Le sujet, le dit sujet, est tout autre chose ; il n’est ni objectif, ni subjectif ; il est le un comme source. Et c’est en ce sens que l’on dit « ontologie ». Ça n’est plus la pensée en général qui parle de l’être comme un et tout, comme totalité, c’est un-être qui montre la logique de son être. Et cet être qui endosse le discours, la raison la fait sienne, la métaphysique et l’absorbe, ne montre pas son corps, son vitalisme, sa psychologie, sa subjectivité, son langage, etc ; il montre ce qui se révélera comme son « être » réel par Husserl entre autres. Son être qui n’appartient ni au corps, ni au langage, ni à la psychologie ou son individualité, mais qui n’est plus lui-même l’universalité métaphysique et ne parle pas selon la Vérité, mais selon le Libre.

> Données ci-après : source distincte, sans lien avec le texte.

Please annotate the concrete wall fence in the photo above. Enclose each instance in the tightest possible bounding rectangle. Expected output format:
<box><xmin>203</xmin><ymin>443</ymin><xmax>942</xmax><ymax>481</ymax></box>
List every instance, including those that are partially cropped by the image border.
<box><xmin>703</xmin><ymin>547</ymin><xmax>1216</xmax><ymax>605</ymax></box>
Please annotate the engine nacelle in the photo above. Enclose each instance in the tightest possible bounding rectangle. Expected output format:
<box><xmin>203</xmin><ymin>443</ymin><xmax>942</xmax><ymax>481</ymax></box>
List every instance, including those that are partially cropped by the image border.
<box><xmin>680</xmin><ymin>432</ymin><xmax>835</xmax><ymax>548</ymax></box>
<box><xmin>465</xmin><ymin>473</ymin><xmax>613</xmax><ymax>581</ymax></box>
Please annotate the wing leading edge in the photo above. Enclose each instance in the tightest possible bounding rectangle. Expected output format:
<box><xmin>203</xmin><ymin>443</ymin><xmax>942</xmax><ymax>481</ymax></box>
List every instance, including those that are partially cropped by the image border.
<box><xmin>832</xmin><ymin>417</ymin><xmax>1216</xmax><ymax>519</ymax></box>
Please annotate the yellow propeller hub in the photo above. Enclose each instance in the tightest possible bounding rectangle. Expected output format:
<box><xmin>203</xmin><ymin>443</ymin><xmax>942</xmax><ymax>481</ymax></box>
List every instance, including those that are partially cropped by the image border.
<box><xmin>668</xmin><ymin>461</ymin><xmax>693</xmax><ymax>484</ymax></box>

C’est une ancienne manière que de comprendre l’advenue du libre comme relatif à la vérité (Badiou) ; une vérité qui ne serait pas le libre pur d’abord, ne signifie rien pour-nous. Elle est discréditée d’avance ; puisqu’elle ne pense pas suffisamment loin, et restreint pour-nous la vérité justement. Parce qu’il faut comprendre que c’est du point de vue du libre (qui avance dans « ce qui est » en passant du métaphysique à l’ontologie, à la logique de cet être-çi) que la vérité est bien plus grande que selon la vérité seulement métaphysique ; et ceci non par contradictions et opposition, mais parce que la métaphysique devient ontologique ; qu’en somme le libre n’est un « là » inerte ou du n’importe quoi, mais est structurellement absolument réflexif et donc engendre une plus grande articulation/désarticulation à « ce qui est ».

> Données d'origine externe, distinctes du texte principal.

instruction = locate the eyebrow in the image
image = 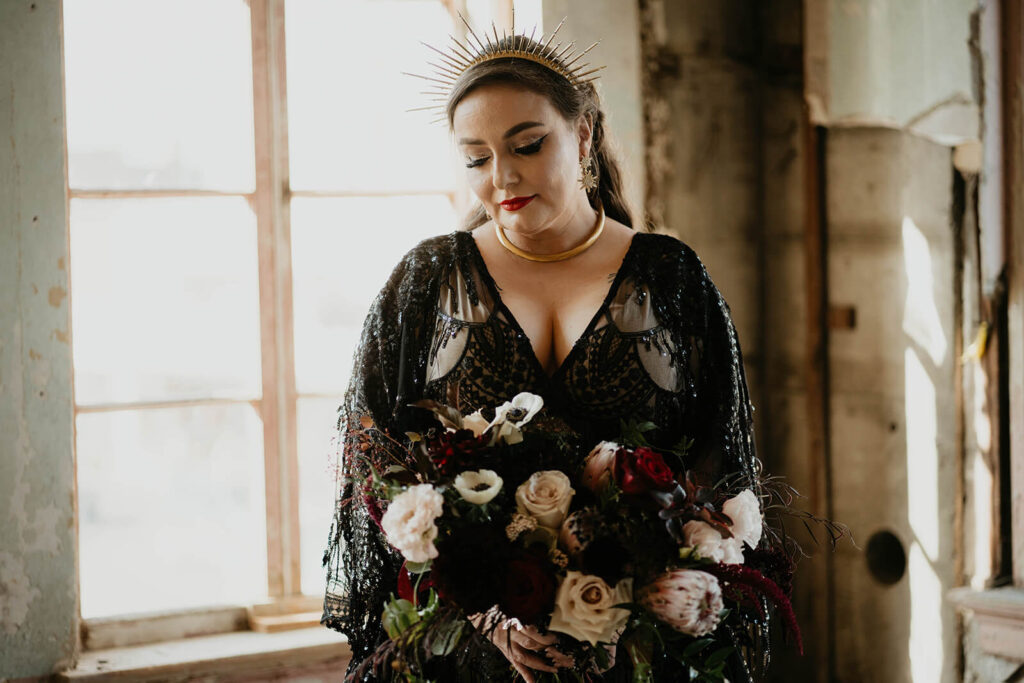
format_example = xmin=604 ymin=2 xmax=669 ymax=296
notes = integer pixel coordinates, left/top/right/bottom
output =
xmin=459 ymin=121 xmax=544 ymax=144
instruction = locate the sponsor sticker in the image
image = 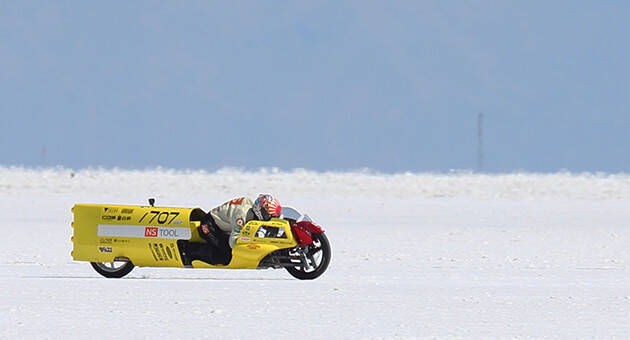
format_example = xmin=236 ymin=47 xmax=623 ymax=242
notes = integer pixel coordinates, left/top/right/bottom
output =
xmin=144 ymin=227 xmax=157 ymax=237
xmin=97 ymin=224 xmax=191 ymax=242
xmin=201 ymin=224 xmax=210 ymax=235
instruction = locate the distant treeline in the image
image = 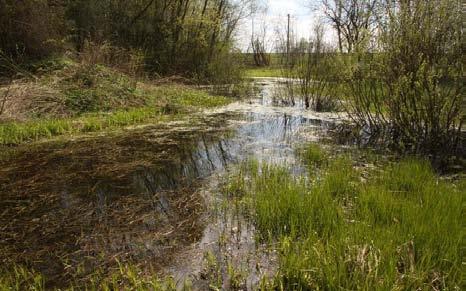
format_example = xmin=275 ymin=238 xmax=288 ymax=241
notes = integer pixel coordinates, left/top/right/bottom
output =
xmin=0 ymin=0 xmax=252 ymax=79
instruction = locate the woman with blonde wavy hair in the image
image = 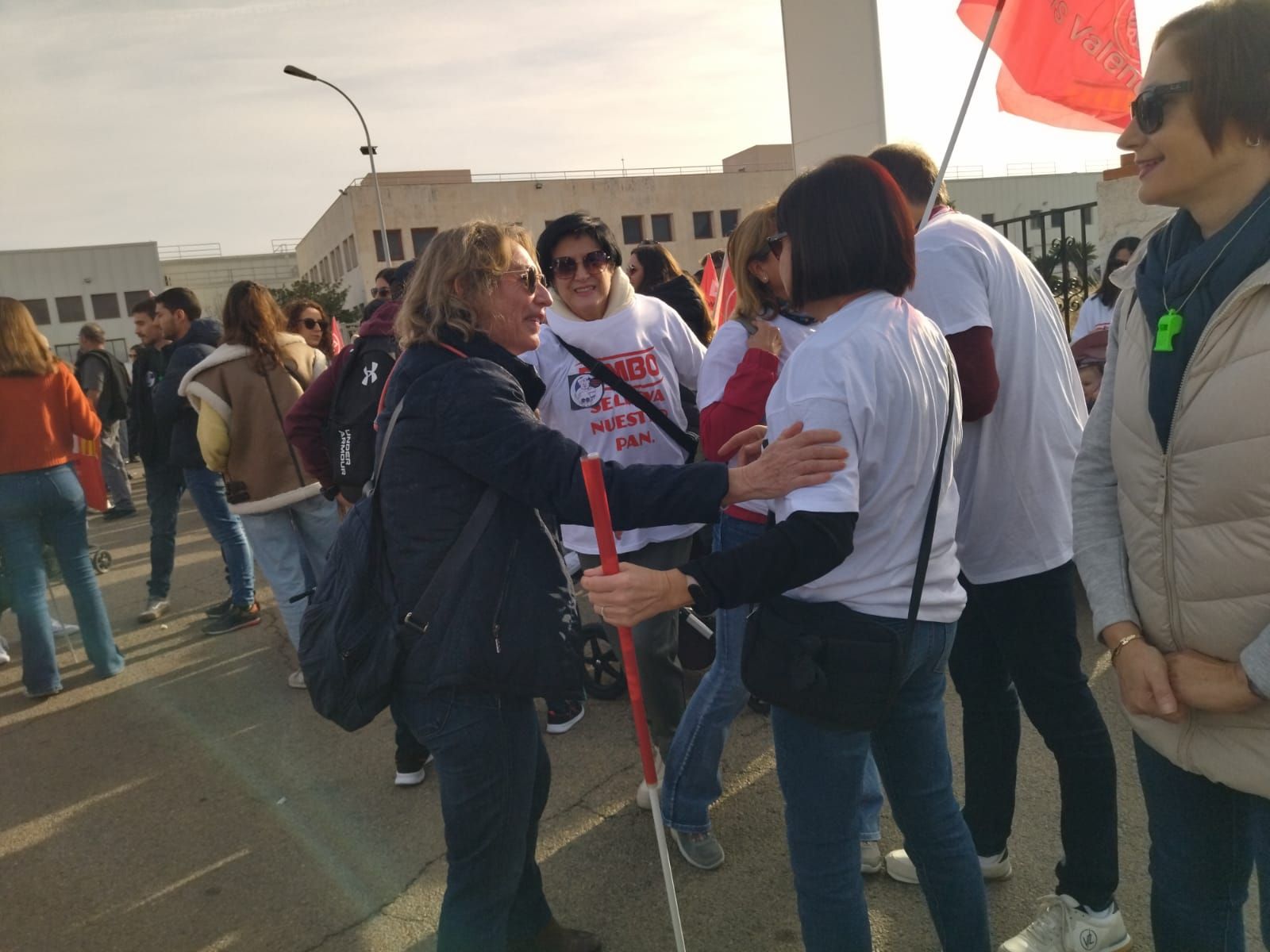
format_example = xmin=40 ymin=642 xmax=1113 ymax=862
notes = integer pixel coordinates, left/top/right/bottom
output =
xmin=375 ymin=221 xmax=841 ymax=952
xmin=0 ymin=297 xmax=123 ymax=698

L’otologique est donc d’abord cet être-çi mais en tant que réflexif et non pas être-là, et expose tout selon son principe formel ; la vérité n’est pas une vérité, mais est la vérité comme principe. La pensée du sujet libre (dont l’essence est non pas le sujet mais le libre, cad un principe) selon le moi post moderne, comme on dit, soit donc une sorte de nihilisme (qui ne croit pas que la raison est, en quoi il a raison, sauf que la raison est depuis Descartes au moins la réflexivité dite à elle-même, la réflexivité englobant la raison et l’approfondissant), réduit considérablement le champ et du libre et de la vérité ; il renie tout, n’est plus métaphysique mais non plus ontologique.

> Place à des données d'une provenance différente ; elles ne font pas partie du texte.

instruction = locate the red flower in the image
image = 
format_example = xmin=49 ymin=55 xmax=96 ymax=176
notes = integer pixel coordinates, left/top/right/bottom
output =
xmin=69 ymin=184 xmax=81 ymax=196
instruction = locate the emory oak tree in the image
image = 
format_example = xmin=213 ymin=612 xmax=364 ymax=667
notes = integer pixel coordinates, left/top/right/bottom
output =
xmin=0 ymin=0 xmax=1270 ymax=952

Le post moderne ou le nihilisme croit que le sujet est un être-là ; alors qu’il est réflexif. Il peut bien tenter de situer le sujet (réduction de l’être-libre) ici ou là, dans le corps ou le désir, dans le langage ou la société, l’économisme ou le naturalisme, ça ne rentre pas. Il n’est nulle part de lieu qui contienne l’être-libre, cad le réflexif « ontologique qui intègre le métaphysique ». Lequel est né depuis Descartes quand même… Ce qui veut dire un retard de penser le donné qui interprète encore la conscience comme, si elle était un « conscient ».